After moving my personal website to my home DMZ network over a public cloud reverse proxy, I have increased my self-hosted footprint. Given how well cheap VPSs had performed for me in the past, I knew that some spare small-form-factor Lenovo desktops with more than one core and literally an order of magnitude more memory would do just fine for the same applications I had in the public cloud. Increasing this hardware footprint meant that I had an excuse to revisit an old friend that was a big part of my past role at RELEX: Apache ZooKeeper.
ZooKeeper is a key-value store for managing the state of distributed applications. The project started at Yahoo!, where many engineering teams working on distributed applications ended up duplicating effort in solving the same problems while introducing the same failure modes to their applications. What became ZooKeeper was a common solution to allow engineers to focus more on business logic and less on reading distributed systems academic research. The service is generally run as an ensemble of 2N - 1 servers where N>2, and two motivations for this configuration are for fault tolerance and master election. Only a single master node in the ZooKeeper ensemble is capable of writing to the data store, and only once a write is recognised by a majority of the cluster members including the master is the write committed.

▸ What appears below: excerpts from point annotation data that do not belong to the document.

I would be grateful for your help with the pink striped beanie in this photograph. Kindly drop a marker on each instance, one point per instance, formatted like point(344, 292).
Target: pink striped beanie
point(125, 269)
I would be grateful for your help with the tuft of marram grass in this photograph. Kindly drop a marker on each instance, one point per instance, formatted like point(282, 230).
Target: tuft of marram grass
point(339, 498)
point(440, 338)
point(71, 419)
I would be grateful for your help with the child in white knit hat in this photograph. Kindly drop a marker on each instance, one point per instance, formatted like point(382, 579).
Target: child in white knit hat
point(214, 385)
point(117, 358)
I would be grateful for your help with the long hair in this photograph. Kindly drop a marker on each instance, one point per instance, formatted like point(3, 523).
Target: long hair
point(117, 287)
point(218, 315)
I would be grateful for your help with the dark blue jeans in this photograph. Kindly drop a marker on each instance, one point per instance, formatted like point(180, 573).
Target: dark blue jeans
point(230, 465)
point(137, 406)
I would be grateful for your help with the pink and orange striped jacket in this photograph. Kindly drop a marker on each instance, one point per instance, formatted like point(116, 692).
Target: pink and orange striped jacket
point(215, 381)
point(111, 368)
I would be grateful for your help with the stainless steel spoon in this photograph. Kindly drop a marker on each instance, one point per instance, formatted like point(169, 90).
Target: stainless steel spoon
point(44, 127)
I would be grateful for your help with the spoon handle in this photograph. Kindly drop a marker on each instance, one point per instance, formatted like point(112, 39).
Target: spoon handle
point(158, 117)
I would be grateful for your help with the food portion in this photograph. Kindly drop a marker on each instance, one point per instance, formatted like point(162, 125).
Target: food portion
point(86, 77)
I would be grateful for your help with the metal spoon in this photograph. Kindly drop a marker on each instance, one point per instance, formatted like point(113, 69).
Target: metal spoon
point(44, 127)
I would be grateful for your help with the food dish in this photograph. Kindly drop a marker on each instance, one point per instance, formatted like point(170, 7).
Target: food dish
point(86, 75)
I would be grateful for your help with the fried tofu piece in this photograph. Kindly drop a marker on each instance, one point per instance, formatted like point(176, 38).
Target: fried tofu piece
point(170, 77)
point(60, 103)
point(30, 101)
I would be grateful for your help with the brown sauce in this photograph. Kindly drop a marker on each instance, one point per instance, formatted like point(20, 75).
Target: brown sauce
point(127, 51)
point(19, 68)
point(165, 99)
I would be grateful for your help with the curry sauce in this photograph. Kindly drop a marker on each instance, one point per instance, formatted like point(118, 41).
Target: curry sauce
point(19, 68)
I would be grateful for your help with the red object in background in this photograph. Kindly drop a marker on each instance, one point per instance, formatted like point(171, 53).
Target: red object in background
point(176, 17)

This allows the data store to remain operational provided that a majority of the cluster is available. On ensemble startup, or if the master ZooKeeper server becomes unavailable, the ZooKeeper cluster elects a new master. An odd number of nodes prevents a 50/50 deadlocked master election in these cases. 1
While ZooKeeper is normally used for more interesting things, I decided to use it for service discovery and load
balancing over the replicas serving the test.iainschmitt.com. static website.
On startup, every replica writes to a /targets/$hostName znode; znodes being a node in the ZooKeeper data store.
ZooKeeper supports both nodes that will persist until explicitly deleted as well as ephemeral ones that will be deleted
once the client that created them in the first place is disconnected from the ZooKeeper ensemble. By using ephemeral
lifetimes for replica znodes, unreachable target replicas would be removed from consideration by the reverse proxy.
When an uncached request for a particular URL reaches the reverse proxy, it lists the children of /targets to
determine potential reverse proxy targets. The value stored in the /targets/$hostName znode is the count of cumulative
requests to that target, so the target with the fewest requests is select and it's count incremented if the connection
succeeds. If the first attempted target fails to respond, the next least commonly used is attempted. The request cache
is cleared whenever a new replica comes online, which would most commonly happen during an application update.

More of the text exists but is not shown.